The present Indian government is of the view that all Indian Muslims are anti-national, though not all anti-national people are Muslims: intellectuals, Naxalites, political dissenters, critics of the state, and especially Nehruvian-style secularists are all anti-nationals, too. The Prime Minister talks of brotherhood but shares kinship only with hard-core Hindu nationalists. His bear hug is intended only for foreign leaders, not for most fellow Indians and certainly not for those who do not meet his criteria of the true nationalist Indian subject. He has mastered the art of clichés: just how hollow his “sabka saath, sabka vikas, sabka vishwas” sounds is apparent to everyone but the author of this slogan, especially now that he has, after the commencement of his second term as Prime Minister, bared his fangs.
Whether it is the Prime Minister, the Home Minister, or, to take an illustration, the junior Railway Minister, who has said that the only fitting reply of the government to demonstrators found destroying railway property is to “shoot them at sight”, the response of those presently in power to dissenting opinions is utterly predictable and follows a set pattern. The particularities of a demonstration directed at the state matter little, since there is already in place a vocabulary for dealing with such contingencies, though, as dissent grows and the authoritarian state hardens, the knives are sharpened and the vocabulary fattened.

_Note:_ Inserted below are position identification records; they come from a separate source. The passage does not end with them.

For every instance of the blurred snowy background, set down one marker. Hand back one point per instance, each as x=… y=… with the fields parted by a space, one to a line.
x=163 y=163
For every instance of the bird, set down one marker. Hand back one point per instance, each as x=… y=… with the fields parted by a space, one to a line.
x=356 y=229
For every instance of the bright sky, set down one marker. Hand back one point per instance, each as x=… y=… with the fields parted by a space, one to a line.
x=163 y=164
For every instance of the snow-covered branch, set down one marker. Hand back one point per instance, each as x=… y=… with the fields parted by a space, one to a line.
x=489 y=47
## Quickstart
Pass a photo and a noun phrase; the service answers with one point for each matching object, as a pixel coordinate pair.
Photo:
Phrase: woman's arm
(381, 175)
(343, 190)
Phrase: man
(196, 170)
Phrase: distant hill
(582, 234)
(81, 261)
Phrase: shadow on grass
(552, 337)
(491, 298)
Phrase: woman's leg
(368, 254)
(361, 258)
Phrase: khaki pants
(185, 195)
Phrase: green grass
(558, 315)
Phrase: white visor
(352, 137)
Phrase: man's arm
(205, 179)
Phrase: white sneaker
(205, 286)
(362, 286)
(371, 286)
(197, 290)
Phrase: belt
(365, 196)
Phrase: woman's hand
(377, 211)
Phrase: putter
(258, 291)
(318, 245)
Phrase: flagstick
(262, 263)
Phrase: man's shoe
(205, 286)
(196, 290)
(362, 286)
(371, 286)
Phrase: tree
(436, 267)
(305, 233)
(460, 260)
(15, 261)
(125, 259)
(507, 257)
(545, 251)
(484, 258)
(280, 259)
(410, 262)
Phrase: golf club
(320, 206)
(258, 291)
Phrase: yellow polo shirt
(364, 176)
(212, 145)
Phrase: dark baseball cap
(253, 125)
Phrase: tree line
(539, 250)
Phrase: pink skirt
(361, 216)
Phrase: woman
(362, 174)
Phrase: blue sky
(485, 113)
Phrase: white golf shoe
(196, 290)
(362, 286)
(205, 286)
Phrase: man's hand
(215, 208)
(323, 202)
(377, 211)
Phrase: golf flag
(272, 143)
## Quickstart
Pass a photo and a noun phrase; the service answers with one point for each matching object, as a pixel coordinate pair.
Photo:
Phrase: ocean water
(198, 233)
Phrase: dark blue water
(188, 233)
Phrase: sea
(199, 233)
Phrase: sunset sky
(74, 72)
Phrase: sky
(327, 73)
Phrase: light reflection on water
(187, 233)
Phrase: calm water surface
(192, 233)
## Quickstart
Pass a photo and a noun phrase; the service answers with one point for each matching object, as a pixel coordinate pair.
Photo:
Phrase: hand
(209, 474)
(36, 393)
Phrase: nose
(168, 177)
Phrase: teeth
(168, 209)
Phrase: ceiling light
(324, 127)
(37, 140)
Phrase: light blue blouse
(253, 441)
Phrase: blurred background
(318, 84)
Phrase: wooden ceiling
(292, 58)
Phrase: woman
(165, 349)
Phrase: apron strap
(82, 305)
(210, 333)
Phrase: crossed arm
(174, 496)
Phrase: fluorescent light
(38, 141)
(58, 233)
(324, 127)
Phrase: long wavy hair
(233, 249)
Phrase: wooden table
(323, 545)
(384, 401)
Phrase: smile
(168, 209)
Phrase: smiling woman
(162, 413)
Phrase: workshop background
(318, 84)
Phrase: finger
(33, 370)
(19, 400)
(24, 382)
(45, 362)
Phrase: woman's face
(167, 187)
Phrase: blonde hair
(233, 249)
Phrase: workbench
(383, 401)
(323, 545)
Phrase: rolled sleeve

One element of this vocabulary of the suppression of dissent is to condemn the “fear psychosis” allegedly being created by anti-social elements, rumor mongers, and the “opposition”. But the key elementary step is that protestors must at once be branded as “anti-social”: this has been a feature of the Indian political landscape for decades, indeed dates back even to the colonial period, and the BJP gets no credit for inventing the term. However, with the spectacular rise to power of the BJP with the electoral victory of 2014, the term “anti-national” was added and quickly came into vogue, becoming the favorite of the internet trolls who constitute a large unpaid cyber military force for the BJP. Lately, “anti-national” has been embellished with the notion of the “urban naxal”, the supposed city-bred intellectual who sympathizes with Pakistanis, terrorists, and Maoists and is cut off from “real Indians”, but cleverly poses as a social worker, human rights activist, or liberal intellectual. Now that the protests have spread to other universities and beyond, the Prime Minister of course had to fall back on this vocabulary, and at his Jharkhand rally held “urban naxals” responsible for the violence.
There can be no doubt, of course, that “the opposition” has something to gain from the current protests. No one has said that the Congress or the other parties which belong to that ragtag group called the “opposition” are models of anything remotely resembling innocence. Similarly, one must condemn the violence and the destruction of public property. But none of this should obscure some fundamental issues that have come to the fore in the present demonstrations. First, though many of the protestors have wholly legitimate differences with the government over the Citizenship Amendment Act, the issue now goes beyond the CAA and also has to do with the very right to voice dissenting opinions. The demonstrations, taken as a whole, have been largely peaceful; the police resort to violence has been wholly disproportionate.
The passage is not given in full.